October 31, 2008

University of Kentucky Cooperative Extension agents in the eastern part of the state are trying to connect local producers to UK College of Agriculture specialists in a more efficient way by offering real-time access to live educational presentations through Centra Symposium, a web-based program.

UK Agricultural and Natural Resource Agents Tad Campbell and Ray Tackett, from Robertson and Floyd counties respectively, are working with Bob Coleman, UK extension equine specialist, to deliver Horse College to producers through this pilot program. To their knowledge, this is the first time Centra Symposium has linked producers to university specialists in the state.

The idea formed during a meeting of agricultural and natural resources agents from northeast Kentucky. The agents wanted to help producers gain information from university specialists while keeping costs to a minimum. After almost a year of planning, Horse College was offered via Centra for the first time Oct. 13. The pilot will continue for two weeks.

"If we can utilize technology to present timely, valuable information to producers, then Centra could be a beneficial tool locally," Campbell said.

For the pilot program, area producers preregistered to attend one of four area host sites in northeast Kentucky. Coleman gave his presentation at one of the sites while producers at the other three were able to view the presentation and listen to him speak.

"He (Coleman) is in such huge demand that I don't think it would be possible to get this kind of saturation and coverage without projecting it out," Tackett said.

During the presentation, participants from each of the sites were able to ask Coleman questions through the program's text chat feature. Coleman was then able to answer many of those questions during the session, and for those that went unanswered, Coleman will send a response by mail to the producer. Some of these questions will also be compiled in a Horse College frequently asked questions fact sheet at the end of the college.

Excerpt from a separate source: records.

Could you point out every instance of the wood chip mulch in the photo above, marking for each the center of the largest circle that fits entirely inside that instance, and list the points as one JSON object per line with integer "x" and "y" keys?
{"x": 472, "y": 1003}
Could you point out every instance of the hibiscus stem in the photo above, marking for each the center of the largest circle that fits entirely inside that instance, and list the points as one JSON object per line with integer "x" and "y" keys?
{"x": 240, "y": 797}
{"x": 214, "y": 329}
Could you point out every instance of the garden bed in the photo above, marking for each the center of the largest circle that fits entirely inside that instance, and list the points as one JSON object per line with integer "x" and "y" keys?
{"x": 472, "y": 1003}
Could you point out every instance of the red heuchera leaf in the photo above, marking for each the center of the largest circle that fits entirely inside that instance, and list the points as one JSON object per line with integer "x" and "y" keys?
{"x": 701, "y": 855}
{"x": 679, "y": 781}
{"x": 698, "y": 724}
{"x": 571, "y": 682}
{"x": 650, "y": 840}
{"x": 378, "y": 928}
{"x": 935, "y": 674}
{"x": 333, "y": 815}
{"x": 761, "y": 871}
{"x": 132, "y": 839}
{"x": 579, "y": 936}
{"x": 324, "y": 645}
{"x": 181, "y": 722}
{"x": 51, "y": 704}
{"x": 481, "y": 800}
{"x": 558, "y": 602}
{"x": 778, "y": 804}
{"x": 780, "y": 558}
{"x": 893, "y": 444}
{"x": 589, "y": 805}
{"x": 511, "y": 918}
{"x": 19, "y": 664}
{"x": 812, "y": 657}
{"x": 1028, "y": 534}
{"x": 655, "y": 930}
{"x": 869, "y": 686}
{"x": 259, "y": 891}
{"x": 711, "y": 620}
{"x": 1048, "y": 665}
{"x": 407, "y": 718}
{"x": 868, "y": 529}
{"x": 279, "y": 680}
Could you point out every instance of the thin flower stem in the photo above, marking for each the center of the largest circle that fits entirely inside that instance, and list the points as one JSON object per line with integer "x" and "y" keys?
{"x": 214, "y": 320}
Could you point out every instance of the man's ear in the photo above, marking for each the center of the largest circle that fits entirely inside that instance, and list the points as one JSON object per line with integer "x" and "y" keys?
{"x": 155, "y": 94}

"We want producers to know that we appreciate them and are there to answer their questions," Coleman said.

This program holds many benefits for producers and specialists. All sessions are recorded and saved for a couple of months after the initial presentation, which allows producers to go back and view the program if they miss a meeting. By having four different host sites, producers have the convenience of attending the site closest to them, which reduces time lost and travel expenses.

Specialists can deliver information to producers more efficiently and on a much broader scale. It also has the potential to dramatically lessen the time they spend on the road.

"To reach the same amount of producers without Centra, I would have had to be at each site at least four times. So it cuts my travel down from 16 nights to four, which is pretty significant," Coleman said.

While Centra can be used to support traditional extension programs, it is not meant to replace them, and not all extension programs will be able to use Centra. The college will continue to conduct educational programs that require more hands-on presentations and demonstrations and ones that involve multiple specialists through traditional methods.